OnQ Blog

Humans can barely understand emojis. Will machines do any better?

Sep 18, 2015

Qualcomm products mentioned within this post are offered by Qualcomm Technologies, Inc. and/or its subsidiaries.

Tyler Schnoebelen is the Founder and Chief Analyst at Idibon, a company specializing in cloud-based natural language processing. Tyler has ten years of experience in UX design and research in Silicon Valley and holds a Ph.D. from Stanford, where he studied endangered languages and emoticons. He’s been featured in The New York Times Magazine, The Boston Globe, The Atlantic, and NPR. The views expressed are the author’s own, and do not necessarily represent the views of Qualcomm.

The human skull has 14 facial bones and 35 muscles wrapping around these bones. That anatomy works together to form everything from grimaces, to grins, to mouths agape. Beyond the face, there are all kinds of cues that you can use to understand someone: voice contours, body language, and eye contact, to name a few.

All this context disappears when we switch to text. Emojis and emoticons help fill in the gap. They let us express a stance; for instance, “Ok” can connote “I’m a little bothered,” but “Ok :)” means the situation really is okay. As a special bonus, in addition to some 130 available facial expressions, emojis let us style ourselves into sleepy pandas, sparkle tigers, and thousands of otherwise-impossible contortions.

While plasticity is part of what makes emojis fun to use, it’s also what can make them complex to understand. But, as more communication migrates to digital avenues—think about how often you text versus how often you make a phone call—deciphering our 21st-century shorthand is becoming essential.

Unstructured text isn’t going anywhere; in fact, its use is increasing at alarming rates. Every three months, the total word count of the world's SMS messages exceed that of every book ever published. Emojis are exploding, too: They already had millions of users in Japan when Apple created its emoji keyboard in iOS in 2011. Instagram reports that in 2012, about 20 percent of its posts contained emojis; by early this year, that number had grown to 40 percent.

Such rampant interplay of words and symbols compounds the complexity of our language. To illustrate, I conducted a case study in preparation for this article, looking at how emojis were being used to talk about phones on social media. I found, for instance, that people use the skull in messages about their phones about 11 times more than they use the skull in general. What’s more, how they use it is revealing. People use the skull when they’re talking about charging problems, phones being broken, moms taking their phones, or their phones being “dry” (no messages). In other words, skulls help people communicate the metaphor of “without connectivity, I’m dead.” 

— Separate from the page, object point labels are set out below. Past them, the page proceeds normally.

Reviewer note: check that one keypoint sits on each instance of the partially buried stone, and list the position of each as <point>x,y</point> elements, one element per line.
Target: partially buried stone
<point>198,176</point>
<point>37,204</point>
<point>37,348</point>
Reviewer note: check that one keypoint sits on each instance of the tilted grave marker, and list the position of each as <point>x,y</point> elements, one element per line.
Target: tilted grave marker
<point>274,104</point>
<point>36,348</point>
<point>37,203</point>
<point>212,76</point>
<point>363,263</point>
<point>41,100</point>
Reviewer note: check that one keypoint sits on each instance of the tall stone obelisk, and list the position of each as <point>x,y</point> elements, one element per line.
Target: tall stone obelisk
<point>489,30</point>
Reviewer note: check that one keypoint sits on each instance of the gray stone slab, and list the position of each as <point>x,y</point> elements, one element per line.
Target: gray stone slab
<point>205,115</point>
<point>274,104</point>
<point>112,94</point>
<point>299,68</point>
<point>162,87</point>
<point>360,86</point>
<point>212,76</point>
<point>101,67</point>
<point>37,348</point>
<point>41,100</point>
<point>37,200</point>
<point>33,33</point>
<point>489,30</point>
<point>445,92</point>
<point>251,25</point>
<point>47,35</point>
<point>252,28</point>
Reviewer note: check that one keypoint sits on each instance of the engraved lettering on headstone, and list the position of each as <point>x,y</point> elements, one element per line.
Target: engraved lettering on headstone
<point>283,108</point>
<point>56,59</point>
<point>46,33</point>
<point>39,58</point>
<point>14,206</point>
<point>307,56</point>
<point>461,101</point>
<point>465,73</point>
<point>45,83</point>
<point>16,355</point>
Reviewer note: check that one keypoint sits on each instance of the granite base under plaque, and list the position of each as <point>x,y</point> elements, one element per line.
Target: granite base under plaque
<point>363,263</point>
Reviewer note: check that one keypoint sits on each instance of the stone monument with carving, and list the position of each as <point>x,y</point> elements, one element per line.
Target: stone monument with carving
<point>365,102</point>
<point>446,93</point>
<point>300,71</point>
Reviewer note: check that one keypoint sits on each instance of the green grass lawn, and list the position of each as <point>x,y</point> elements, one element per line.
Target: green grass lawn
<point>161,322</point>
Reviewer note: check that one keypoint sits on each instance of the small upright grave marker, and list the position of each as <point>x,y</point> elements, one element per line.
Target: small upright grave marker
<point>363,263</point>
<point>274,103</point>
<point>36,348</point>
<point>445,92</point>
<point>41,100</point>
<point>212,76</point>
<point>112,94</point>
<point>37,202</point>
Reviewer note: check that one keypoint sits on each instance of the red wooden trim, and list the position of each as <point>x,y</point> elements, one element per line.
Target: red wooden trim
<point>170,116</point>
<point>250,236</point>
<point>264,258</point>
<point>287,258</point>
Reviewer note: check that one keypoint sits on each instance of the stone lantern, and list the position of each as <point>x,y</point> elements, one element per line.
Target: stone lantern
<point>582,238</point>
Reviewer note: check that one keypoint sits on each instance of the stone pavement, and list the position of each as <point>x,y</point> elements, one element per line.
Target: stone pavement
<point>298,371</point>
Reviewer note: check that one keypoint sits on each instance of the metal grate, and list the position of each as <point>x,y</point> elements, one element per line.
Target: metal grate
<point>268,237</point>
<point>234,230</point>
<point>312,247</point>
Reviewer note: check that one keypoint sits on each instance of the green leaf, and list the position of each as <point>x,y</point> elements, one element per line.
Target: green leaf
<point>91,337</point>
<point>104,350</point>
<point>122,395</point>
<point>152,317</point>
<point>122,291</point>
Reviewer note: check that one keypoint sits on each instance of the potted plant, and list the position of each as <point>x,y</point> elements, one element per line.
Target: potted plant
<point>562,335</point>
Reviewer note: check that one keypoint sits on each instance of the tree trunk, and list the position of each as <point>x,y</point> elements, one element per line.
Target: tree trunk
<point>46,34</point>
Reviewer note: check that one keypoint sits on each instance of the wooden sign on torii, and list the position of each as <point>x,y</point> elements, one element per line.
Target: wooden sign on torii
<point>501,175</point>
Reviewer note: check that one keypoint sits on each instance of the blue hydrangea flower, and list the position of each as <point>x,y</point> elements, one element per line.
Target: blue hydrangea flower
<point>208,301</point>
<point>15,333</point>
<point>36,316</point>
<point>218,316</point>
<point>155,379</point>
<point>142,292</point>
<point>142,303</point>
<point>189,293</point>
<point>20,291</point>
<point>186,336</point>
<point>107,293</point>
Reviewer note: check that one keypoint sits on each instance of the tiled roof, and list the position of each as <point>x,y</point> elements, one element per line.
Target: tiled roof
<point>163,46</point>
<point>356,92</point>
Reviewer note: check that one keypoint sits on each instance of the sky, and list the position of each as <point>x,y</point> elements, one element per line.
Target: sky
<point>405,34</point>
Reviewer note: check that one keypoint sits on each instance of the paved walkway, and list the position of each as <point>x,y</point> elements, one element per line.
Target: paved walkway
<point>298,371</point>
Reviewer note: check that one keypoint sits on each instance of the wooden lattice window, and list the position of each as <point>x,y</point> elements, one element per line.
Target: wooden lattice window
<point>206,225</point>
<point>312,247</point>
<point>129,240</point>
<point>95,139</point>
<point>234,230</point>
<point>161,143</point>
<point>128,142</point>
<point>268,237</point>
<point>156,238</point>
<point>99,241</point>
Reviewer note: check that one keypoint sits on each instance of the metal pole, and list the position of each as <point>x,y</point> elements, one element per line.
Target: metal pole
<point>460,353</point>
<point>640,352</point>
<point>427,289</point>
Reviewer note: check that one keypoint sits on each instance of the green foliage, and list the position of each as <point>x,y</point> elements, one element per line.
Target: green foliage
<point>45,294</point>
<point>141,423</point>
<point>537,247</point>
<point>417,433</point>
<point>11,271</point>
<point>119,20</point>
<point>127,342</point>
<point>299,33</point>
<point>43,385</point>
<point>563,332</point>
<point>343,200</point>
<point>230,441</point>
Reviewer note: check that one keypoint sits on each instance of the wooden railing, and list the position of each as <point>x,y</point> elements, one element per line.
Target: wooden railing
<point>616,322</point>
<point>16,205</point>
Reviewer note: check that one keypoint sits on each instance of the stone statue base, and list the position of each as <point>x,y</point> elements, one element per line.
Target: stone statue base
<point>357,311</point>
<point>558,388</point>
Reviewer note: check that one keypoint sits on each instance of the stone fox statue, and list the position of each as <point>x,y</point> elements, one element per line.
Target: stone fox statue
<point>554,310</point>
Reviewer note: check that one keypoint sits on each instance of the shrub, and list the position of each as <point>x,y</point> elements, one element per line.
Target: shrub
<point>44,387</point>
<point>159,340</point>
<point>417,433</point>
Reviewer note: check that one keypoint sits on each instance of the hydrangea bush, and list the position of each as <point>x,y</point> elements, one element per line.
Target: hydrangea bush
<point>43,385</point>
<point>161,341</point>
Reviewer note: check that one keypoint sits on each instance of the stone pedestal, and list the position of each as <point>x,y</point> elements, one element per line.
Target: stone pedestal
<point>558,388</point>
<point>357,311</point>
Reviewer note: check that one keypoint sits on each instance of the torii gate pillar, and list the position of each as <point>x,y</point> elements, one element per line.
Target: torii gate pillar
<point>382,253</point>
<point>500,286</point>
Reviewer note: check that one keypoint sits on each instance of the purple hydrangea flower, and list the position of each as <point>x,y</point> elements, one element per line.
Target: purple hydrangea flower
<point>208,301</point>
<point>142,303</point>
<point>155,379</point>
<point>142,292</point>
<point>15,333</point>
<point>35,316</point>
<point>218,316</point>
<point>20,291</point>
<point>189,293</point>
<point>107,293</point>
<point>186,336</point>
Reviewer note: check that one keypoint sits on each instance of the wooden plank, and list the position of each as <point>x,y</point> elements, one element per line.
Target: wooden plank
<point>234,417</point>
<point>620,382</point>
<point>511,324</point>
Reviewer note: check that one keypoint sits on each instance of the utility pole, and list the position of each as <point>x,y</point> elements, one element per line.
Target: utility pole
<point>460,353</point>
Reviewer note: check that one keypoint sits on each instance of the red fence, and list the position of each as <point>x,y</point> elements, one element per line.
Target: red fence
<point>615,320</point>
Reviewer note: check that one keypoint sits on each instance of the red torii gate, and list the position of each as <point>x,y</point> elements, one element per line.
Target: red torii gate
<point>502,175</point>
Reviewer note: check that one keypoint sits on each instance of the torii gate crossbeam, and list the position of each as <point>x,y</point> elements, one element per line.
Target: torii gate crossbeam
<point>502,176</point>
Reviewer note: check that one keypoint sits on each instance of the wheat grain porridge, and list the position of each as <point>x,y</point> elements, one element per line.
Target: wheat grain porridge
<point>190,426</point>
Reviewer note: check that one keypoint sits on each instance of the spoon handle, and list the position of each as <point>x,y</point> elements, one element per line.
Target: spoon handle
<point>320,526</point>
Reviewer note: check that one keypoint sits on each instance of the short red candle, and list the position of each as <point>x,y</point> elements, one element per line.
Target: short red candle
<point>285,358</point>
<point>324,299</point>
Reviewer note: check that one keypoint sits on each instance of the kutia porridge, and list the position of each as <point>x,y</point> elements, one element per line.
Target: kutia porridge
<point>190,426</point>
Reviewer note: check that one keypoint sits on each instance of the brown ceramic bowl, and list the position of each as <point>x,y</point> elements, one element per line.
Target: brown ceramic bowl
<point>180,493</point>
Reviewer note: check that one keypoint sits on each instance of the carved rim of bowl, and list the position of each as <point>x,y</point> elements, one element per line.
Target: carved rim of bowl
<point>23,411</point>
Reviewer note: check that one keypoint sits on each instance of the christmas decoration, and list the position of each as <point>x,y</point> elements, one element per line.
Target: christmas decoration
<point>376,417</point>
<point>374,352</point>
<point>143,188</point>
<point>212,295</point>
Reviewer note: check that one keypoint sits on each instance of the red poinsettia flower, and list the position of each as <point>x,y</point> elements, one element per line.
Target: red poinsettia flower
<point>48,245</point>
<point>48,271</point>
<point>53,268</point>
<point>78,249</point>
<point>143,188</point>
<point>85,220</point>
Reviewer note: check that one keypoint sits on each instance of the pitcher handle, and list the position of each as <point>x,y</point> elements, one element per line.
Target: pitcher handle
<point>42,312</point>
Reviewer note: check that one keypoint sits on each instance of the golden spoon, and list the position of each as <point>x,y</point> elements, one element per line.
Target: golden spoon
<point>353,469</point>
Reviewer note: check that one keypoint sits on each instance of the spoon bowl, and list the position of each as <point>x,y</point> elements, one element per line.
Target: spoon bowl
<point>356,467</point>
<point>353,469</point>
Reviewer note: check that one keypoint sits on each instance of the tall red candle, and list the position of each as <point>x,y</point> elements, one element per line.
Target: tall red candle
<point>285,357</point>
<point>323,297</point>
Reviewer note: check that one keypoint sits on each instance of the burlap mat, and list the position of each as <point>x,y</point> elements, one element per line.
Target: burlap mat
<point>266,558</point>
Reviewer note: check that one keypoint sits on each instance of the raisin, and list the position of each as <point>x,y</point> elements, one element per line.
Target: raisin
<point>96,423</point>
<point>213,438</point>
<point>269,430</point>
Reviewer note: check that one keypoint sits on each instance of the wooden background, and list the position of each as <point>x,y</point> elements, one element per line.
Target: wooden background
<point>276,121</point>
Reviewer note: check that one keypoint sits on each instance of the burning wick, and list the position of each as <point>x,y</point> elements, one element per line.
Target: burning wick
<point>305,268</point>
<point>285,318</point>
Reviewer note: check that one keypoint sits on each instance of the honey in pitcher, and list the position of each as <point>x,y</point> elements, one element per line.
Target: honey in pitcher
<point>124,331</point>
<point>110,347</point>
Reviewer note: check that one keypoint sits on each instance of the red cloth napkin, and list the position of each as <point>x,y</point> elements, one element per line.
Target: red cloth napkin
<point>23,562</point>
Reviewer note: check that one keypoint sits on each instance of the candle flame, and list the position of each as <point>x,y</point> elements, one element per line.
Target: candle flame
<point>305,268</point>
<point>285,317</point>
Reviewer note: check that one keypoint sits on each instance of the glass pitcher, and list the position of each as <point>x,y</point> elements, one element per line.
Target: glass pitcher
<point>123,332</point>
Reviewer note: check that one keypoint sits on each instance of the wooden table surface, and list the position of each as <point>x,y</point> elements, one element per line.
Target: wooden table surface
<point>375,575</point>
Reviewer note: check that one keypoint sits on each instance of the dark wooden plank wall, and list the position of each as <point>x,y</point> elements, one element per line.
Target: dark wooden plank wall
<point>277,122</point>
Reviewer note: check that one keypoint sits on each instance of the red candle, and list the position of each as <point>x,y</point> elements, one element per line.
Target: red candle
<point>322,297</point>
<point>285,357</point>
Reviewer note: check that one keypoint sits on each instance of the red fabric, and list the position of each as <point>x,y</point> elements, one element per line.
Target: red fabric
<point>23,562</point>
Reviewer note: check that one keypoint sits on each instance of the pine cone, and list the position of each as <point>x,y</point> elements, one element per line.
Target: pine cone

This trend reveals a core truth: Humans are adept at taking the resources they have at hand and fitting them into the kinds of meanings they want to convey. The folded hands emoji, for one, was originally designed to symbolize please and thank you, but its uses vary widely. For some it means “I’m praying,” and for others it’s a “high five.” Many people use the syringe to talk about donating blood or getting shots, but others use it to indicate “blood brothers” or to talk about tattoos. And, lucky bamboo, a common Japanese symbol, gets reinterpreted as a middle finger (though not by the Japanese). When writers put two or more emojis together, the order of the characters is also very important. A cloud in front of a car, for instance, might mean “driving into the wind.” But that’s rare; much more frequent is a cloud behind a car, meaning “a fast car.” Thankfully, while you could create more complex sequences, very few people write more than a few emojis in a row. Emoji-only stunt articles and tweets are rare exceptions, the best of which is Emoji Dick, an emoji retelling of a piece of classic literature

As our usage of emoji gains in complexity and frequency, it becomes important that computers understand them, too. Case in point: Big companies want to keep track of customer chatter on social media, chat rooms, and comments boards. There are automated tools that do this, but few of them are able to deal with emoji. A lot gets lost if you gloss over them; for example, "I got a new phone [grin]" lets you know the writer is happy, while "I got a new phone [tearing up]" indicates that they may be sad about the loss of their old phone. The incentive to develop tools that can decipher these messages is clear: Knowing what a customer means, what her complaints or praises might be, and how she’s feeling, is an essential part of the customer-service experience—emoji or no emoji.

Advanced processing schemes, such as machine learning, will be a key part of interpreting and translating emojis in context. Not only will that help companies monitor their reputations, it will also help facilitate our own emoji usage in everyday life. Instagram’s development team is working on tools to define and rank emoji in order to identify trends. And Minuum is using natural language processing to inform its smart emoji keyboard Android plug-in, which suggests emoji based on the message you’re typing or responding to.

Eventually, we will reach a kind of universal emoji understanding. To either a human or a computer, parsing the symbols isn’t all that different from parsing ambiguity inherent to any language. Imagine trying to speak with zero ambiguity—or worse, trying to speak with someone who was unable to understand anything about your sentences other than the literal meaning of your words (“there’s beer in the fridge” becomes an existential statement, as opposed to an invitation). Human communication is rarely perfect, but we usually manage to fit everything together. Emoji are just another piece of the puzzle.